Dr. Stolzenfelz aus Gelsenkirchen meldet sich nach zehn Jahren zurück

„Alles dreht sich!“ - Unter diesem Titel präsentiert Dr. Stolzenfelz (Norbert Labatzki) sein neues Album mit zehn Trinkliedern.
„Alles dreht sich!“ - Unter diesem Titel präsentiert Dr. Stolzenfelz (Norbert Labatzki) sein neues Album mit zehn Trinkliedern.
Foto: WAZ FotoPool
Der Performance-Künstler Dr. Stolzenfelz praktiziert wieder. Sein Album „Alles dreht sich - philosophische Trinklieder“ präsentiert er im Wohnzimmer GE. Er ist gemäßigter geworden, steht aber voll und ganz hinter seinen Aktionen in Lack und Leder oder als Schäferhund an der Leine.

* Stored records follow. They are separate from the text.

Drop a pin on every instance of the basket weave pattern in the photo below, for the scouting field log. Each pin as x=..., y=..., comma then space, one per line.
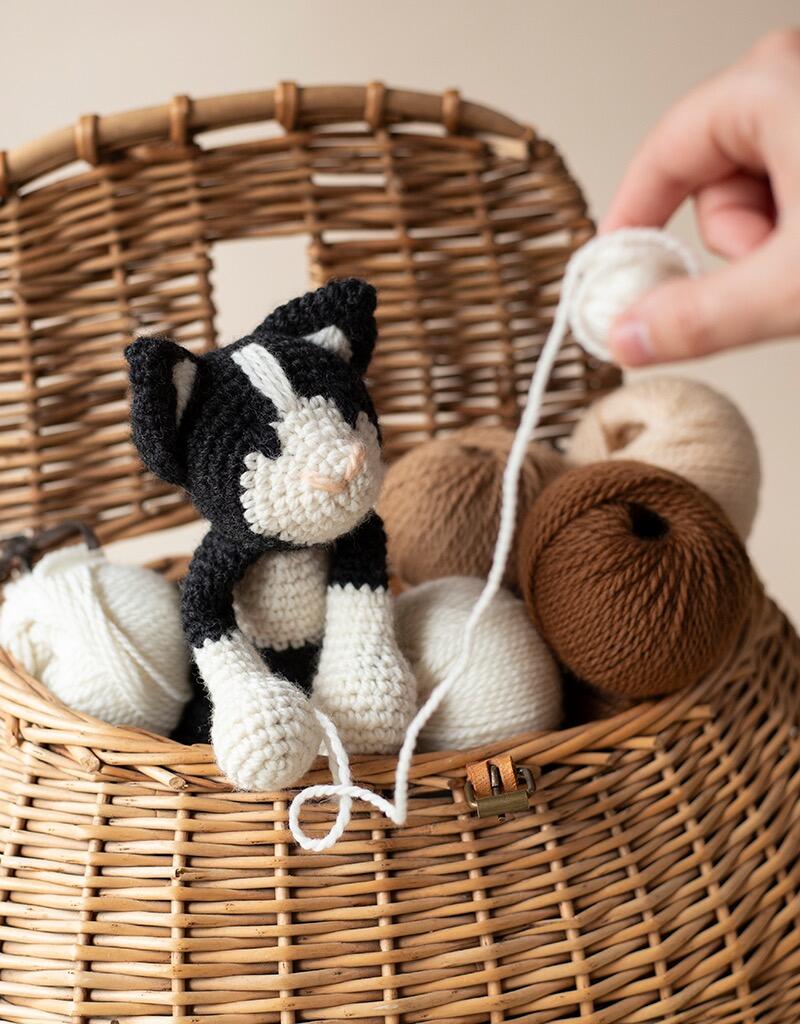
x=656, y=875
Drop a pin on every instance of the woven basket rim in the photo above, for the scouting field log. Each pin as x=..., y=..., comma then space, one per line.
x=87, y=742
x=179, y=120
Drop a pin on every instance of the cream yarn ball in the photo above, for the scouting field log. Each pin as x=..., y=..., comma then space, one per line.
x=106, y=639
x=683, y=426
x=614, y=270
x=512, y=684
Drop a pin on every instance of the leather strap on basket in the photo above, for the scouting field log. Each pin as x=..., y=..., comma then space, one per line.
x=479, y=775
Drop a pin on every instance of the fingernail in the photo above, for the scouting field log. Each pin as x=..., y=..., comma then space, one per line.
x=631, y=343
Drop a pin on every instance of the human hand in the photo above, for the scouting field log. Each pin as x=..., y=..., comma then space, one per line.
x=733, y=145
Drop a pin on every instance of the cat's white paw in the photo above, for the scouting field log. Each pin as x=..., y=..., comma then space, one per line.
x=264, y=731
x=364, y=682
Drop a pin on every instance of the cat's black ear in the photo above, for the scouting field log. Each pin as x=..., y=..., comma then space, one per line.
x=162, y=380
x=339, y=316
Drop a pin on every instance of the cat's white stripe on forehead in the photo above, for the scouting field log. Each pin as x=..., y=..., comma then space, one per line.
x=183, y=374
x=267, y=376
x=334, y=340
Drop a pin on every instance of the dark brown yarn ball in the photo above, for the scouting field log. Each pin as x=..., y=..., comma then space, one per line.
x=584, y=702
x=440, y=503
x=634, y=577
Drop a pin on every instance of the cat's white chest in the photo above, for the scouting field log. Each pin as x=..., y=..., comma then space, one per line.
x=280, y=602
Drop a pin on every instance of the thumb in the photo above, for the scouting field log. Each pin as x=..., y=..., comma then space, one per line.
x=752, y=299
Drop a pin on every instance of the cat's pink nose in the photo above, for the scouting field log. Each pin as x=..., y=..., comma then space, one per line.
x=336, y=484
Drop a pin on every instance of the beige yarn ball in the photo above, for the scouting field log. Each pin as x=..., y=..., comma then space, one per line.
x=440, y=503
x=512, y=684
x=683, y=426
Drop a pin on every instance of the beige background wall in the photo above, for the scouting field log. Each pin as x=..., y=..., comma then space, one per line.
x=591, y=75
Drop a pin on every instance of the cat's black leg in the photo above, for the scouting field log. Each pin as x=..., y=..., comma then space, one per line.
x=263, y=729
x=363, y=681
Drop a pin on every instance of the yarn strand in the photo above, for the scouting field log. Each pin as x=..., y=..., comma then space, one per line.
x=662, y=256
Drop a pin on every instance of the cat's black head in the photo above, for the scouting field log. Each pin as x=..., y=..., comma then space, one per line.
x=276, y=434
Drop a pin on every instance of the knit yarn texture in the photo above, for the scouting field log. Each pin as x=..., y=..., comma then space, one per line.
x=512, y=683
x=682, y=426
x=106, y=639
x=634, y=577
x=440, y=503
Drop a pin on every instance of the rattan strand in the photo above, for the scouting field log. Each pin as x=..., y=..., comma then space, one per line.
x=656, y=877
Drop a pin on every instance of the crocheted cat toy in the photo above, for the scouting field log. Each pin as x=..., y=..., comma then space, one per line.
x=277, y=442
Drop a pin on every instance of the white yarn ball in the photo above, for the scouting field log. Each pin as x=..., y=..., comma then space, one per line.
x=512, y=684
x=106, y=639
x=683, y=426
x=612, y=271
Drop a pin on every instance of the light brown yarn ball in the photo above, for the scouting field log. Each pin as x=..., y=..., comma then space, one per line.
x=634, y=578
x=683, y=426
x=440, y=503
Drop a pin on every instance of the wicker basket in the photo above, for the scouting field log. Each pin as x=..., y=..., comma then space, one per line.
x=655, y=876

Gelsenkirchen.. Der Doktor praktiziert wieder - nach zehn Jahren Pause, mit einem Album namens „Alles dreht sich!“. Zehn „Philosophische Trinklieder“ hat er geschrieben, komponiert, eingespielt, eingesungen. Ab Freitag geht Dr. Stolzenfelz damit auf Tour, spielt Konzerte in Gelsenkirchen und Umgebung. Er steht nicht mehr nackt auf der Bühne, läuft nicht mehr als Schäferhund an der Leine oder in Lack und Leder durch die Straßen, er singt auch nicht mehr das Lied „Ficki Ficki“, das in den Köpfen von so vielen Leuten hängengeblieben ist. „Ich mache einen bewussten Schnitt“, sagt der 51-Jährige aus der Altstadt.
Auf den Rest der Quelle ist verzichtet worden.